A007586 11-gonal (or hendecagonal) pyramidal numbers: n*(n+1)*(3*n-2)/2. (Formerly M4835)

0, 1, 12, 42, 100, 195, 336, 532, 792, 1125, 1540, 2046, 2652, 3367, 4200, 5160, 6256, 7497, 8892, 10450, 12180, 14091, 16192, 18492, 21000, 23725, 26676, 29862, 33292, 36975, 40920, 45136, 49632, 54417, 59500, 64890, 70596, 76627, 82992, 89700, 96760, 104181

Offset

0,3

Comments

Starting with 1 equals binomial transform of [1, 11, 19, 9, 0, 0, 0, ...]. - Gary W. Adamson, Nov 02 2007

References

A. H. Beiler, Recreations in the Theory of Numbers, Dover, NY, 1964, p. 194.

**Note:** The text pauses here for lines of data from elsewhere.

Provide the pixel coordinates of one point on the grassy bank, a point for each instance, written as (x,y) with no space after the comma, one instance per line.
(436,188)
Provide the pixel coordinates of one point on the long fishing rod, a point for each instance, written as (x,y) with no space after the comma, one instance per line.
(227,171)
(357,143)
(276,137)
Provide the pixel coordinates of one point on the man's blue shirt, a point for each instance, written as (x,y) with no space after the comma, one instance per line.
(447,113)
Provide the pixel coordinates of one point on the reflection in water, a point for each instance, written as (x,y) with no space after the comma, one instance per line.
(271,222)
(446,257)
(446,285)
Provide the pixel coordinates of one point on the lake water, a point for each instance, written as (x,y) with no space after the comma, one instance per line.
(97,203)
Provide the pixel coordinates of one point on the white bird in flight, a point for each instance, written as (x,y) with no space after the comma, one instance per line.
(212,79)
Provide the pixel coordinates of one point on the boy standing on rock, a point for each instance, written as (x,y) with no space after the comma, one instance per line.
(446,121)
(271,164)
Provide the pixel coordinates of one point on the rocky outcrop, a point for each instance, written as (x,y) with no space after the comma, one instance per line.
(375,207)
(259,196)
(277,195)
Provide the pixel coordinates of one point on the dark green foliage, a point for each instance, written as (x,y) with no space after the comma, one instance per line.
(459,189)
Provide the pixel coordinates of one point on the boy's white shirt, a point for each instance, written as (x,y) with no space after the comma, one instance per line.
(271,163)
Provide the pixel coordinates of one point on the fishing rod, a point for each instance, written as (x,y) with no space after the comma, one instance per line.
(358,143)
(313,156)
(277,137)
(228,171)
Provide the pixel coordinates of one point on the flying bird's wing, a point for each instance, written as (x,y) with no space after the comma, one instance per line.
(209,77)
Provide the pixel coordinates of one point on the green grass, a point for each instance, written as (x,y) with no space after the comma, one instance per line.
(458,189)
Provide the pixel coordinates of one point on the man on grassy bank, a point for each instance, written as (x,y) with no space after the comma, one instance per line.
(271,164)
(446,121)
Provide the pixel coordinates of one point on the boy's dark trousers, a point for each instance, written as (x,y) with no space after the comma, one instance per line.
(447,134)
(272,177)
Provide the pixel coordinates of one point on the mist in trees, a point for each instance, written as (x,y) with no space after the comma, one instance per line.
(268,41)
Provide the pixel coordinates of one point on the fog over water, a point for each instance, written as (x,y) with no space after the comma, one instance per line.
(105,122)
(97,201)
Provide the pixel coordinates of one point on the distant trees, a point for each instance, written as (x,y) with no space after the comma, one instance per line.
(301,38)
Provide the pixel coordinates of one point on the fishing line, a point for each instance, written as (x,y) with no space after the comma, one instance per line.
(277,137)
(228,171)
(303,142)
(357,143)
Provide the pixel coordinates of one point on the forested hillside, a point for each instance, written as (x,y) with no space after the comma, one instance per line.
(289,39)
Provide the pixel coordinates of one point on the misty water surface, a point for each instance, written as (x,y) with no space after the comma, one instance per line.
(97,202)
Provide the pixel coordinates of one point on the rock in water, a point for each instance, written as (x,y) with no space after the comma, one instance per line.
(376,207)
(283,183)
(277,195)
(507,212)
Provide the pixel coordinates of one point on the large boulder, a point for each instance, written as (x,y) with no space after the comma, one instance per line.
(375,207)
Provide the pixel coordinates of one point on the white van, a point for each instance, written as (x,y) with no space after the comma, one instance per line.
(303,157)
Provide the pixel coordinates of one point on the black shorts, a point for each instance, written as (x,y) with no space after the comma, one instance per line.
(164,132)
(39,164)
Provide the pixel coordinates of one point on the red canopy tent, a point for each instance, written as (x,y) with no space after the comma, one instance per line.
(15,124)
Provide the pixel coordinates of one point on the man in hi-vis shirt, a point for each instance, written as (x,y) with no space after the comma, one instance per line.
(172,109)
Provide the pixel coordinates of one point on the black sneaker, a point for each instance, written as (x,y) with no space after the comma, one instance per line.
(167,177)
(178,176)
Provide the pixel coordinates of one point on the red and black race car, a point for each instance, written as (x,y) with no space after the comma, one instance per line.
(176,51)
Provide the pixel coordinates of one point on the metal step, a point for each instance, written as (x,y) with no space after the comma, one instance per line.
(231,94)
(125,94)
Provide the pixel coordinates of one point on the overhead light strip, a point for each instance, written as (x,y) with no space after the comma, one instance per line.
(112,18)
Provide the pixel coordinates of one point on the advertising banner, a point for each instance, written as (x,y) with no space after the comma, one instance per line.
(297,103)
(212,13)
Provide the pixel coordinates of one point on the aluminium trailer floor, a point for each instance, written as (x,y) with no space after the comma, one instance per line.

E. Deza and M. M. Deza, Figurate numbers, World Scientific Publishing (2012), page 93.

N. J. A. Sloane and Simon Plouffe, The Encyclopedia of Integer Sequences, Academic Press, 1995 (includes this sequence).

Links

Vincenzo Librandi, Table of n, a(n) for n = 0..1000

Index entries for linear recurrences with constant coefficients, signature (4,-6,4,-1).

Formula

G.f.: x*(1+8*x)/(1-x)^4.

a(0)=0, a(1)=1, a(2)=12, a(3)=42; for n>3, a(n) = 4*a(n-1) - 6*a(n-2) + 4*a(n-3) - a(n-4). - Harvey P. Dale, Apr 09 2012

a(n) = Sum_{i=0..n-1} (n-i)*(9*i+1), with a(0)=0. - Bruno Berselli, Feb 10 2014

From Amiram Eldar, Jun 28 2020: (Start)

Sum_{n>=1} 1/a(n) = (9*log(3) + sqrt(3)*Pi - 4)/10.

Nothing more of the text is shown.